Neither of those questions ever gets answered of course. July teases us with small nods of dialogue referring to his sister’s late husband and an exposition box letting us know that the scene where Avery decided to not be a hero and return his costume would be given to us in another book. Some seventy pages into this story and the questions that matter about this character that allows an audience to connect and understand the character are still just giant question marks. However, it’s all made exceptionally worse by the final pages where Avery picks up his costume from the Superhero tailor. Earlier in this piece, I mentioned that the failure of Avery’s costume design philosophy was not a result of July’s ignorance, but a matter of choice, and it is here this becomes clear. Upon receiving Avery’s request to have his old costume back, the designer refuses, stating that the costume’s design is dated, and not indicative of the work he does now. The tailor emphasizes that this costume is not just a suit, but an extension of the brand, and proceeds to ask Avery: “What do you want this suit to do?” This question goes to the very criticism of what I stated previously. What do you stand for Avery, what is Isom, what do you want it to mean to people? And with all this weight hanging on this question, Avery replies “resist fall damage,” in reference to him being dropped and rendered unconscious earlier in the book.

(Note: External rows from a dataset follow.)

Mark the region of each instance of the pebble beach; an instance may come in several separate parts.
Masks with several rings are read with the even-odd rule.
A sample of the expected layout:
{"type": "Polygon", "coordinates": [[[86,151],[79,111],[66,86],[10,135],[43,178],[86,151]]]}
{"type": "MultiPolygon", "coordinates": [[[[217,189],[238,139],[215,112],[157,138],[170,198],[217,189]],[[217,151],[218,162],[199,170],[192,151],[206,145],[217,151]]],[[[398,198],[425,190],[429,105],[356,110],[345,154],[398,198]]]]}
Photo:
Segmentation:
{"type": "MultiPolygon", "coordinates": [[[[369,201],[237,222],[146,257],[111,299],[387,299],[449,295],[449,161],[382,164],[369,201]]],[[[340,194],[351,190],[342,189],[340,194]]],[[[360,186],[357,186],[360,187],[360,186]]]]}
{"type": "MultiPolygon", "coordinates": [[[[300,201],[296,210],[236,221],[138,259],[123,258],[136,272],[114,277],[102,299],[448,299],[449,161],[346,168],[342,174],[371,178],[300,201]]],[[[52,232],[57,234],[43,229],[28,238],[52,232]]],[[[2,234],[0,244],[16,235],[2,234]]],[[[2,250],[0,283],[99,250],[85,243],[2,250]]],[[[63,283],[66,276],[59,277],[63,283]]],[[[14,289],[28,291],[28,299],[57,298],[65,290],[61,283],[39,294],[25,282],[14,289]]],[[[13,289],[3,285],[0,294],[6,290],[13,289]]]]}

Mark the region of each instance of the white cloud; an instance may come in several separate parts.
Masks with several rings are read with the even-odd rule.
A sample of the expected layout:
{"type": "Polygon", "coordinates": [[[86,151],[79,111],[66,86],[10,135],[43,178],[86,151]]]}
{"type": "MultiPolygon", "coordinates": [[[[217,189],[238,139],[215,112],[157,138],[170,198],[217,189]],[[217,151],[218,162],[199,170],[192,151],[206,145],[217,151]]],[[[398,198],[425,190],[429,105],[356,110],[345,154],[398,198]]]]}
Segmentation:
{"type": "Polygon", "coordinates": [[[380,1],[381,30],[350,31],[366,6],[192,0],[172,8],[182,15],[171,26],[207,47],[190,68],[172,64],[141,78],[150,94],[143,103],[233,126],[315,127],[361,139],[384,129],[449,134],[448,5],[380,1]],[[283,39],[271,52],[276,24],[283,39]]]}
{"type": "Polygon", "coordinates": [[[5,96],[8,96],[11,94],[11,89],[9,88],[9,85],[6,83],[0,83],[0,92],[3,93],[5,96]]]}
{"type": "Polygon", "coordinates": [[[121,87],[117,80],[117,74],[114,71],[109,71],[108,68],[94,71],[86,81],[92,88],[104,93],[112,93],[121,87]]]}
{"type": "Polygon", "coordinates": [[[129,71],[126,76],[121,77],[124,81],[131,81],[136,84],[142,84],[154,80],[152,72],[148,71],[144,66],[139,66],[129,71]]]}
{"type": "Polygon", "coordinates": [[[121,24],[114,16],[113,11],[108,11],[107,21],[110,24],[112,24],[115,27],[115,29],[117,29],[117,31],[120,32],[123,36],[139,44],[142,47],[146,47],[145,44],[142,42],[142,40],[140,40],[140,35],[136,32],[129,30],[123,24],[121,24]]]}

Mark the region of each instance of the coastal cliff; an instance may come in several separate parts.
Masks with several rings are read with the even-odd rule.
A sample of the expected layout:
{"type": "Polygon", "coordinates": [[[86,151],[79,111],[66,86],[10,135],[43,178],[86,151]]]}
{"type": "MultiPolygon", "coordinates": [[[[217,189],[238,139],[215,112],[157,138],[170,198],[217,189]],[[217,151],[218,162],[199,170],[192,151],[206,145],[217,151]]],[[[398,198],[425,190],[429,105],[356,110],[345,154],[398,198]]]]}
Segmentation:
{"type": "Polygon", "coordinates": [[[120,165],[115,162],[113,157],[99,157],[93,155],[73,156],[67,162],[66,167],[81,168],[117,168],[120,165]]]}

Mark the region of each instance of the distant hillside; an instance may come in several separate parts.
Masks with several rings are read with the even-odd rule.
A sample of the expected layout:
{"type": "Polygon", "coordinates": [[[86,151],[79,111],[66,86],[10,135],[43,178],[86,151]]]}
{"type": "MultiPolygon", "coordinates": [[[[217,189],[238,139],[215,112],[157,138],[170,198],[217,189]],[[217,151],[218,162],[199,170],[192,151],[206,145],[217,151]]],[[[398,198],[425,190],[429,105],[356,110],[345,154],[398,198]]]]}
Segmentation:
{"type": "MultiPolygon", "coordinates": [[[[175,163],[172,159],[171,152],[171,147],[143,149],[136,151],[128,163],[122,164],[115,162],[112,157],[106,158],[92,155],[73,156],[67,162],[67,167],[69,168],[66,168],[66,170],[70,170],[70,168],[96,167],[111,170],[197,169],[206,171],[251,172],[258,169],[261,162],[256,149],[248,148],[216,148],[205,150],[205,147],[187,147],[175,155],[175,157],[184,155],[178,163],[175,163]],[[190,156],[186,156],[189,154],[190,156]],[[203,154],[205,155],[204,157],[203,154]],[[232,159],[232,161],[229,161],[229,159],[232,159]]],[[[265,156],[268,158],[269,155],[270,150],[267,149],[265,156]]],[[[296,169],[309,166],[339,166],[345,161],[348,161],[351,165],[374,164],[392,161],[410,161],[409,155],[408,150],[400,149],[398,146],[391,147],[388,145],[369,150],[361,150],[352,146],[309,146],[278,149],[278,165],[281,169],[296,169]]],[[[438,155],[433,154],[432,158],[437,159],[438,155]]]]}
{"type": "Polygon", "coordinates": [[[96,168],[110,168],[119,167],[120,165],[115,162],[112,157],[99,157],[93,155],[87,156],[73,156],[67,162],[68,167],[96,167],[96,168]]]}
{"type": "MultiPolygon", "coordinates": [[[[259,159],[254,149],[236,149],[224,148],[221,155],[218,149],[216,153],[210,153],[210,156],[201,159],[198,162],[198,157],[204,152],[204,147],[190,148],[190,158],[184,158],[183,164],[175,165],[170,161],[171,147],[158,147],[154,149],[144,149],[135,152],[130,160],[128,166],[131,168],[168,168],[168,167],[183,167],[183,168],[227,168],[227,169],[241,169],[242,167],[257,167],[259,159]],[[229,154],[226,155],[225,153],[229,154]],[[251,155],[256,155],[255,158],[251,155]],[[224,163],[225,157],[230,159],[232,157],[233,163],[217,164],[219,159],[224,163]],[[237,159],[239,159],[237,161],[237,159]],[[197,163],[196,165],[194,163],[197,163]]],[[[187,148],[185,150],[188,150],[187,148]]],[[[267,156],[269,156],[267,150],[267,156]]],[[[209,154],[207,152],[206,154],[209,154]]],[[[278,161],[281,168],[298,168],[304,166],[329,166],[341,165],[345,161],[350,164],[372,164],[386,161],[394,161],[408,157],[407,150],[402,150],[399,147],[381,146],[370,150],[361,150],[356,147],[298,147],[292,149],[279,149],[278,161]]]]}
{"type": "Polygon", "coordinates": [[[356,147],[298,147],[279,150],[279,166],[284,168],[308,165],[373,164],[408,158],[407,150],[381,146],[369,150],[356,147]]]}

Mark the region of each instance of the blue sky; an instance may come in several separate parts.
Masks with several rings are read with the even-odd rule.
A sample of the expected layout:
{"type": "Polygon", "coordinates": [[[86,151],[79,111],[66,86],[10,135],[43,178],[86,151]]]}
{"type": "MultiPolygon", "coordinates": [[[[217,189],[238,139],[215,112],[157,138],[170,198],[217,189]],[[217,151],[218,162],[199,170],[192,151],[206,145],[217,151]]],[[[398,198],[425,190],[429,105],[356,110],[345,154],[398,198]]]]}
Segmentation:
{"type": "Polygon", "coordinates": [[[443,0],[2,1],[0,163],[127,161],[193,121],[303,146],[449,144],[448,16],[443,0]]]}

July knows the importance of this scene, even if it's just subconsciously, he knows. This is the moment where he defines who his character is, and rather than give his character a raison d’etre, he gives us a non-answer. Avery Silman, Isom, is a man who stands for nothing. Eric D July may have kept his promise to make an “anti-woke” book free of political soapboxing, but in the process, he gave us a character void of any meaningful purpose. He’s an empty shell in a costume. What’s more frustrating still is that I look around and see the praise this is getting with the community, the bland pats on the back, and the “good jobs,” of an echo chamber free from critique. It was my understanding that the whole point of these consumer movements away from Marvel and DC was based on a consumer-led meritocracy. However, how can this be considered genuine if we do not apply the same level of critique that we apply to the books that steered us away from the mainstream? Is it really enough that a book just not lecture its audience on a political message that doesn’t align with our own? By not being honest about this book’s faults, and believe me, there is far more than just how it let down the introduction of its lead character, we devalue the criticisms made of the mainstream. We allow ourselves to be branded hypocrites, and justly so. We deprive July of the means to improve his storytelling, the promise of the Rippaverse could change things, but only if it's faced with the same lens of scrutiny applied to its competitors. The fact is that July’s base will never allow him to fail, even with this review being published I doubt it will affect the earnings on his campaign for his next book negatively. However, it has no chance for growth beyond if we praise mediocrity and do not demand excellence from an IP that garnished almost 4 million dollars in less than a week. To change the industry, Rippaverse needs heroes that at the very least stand for something, and Isom #1 certainly doesn’t fit that bill.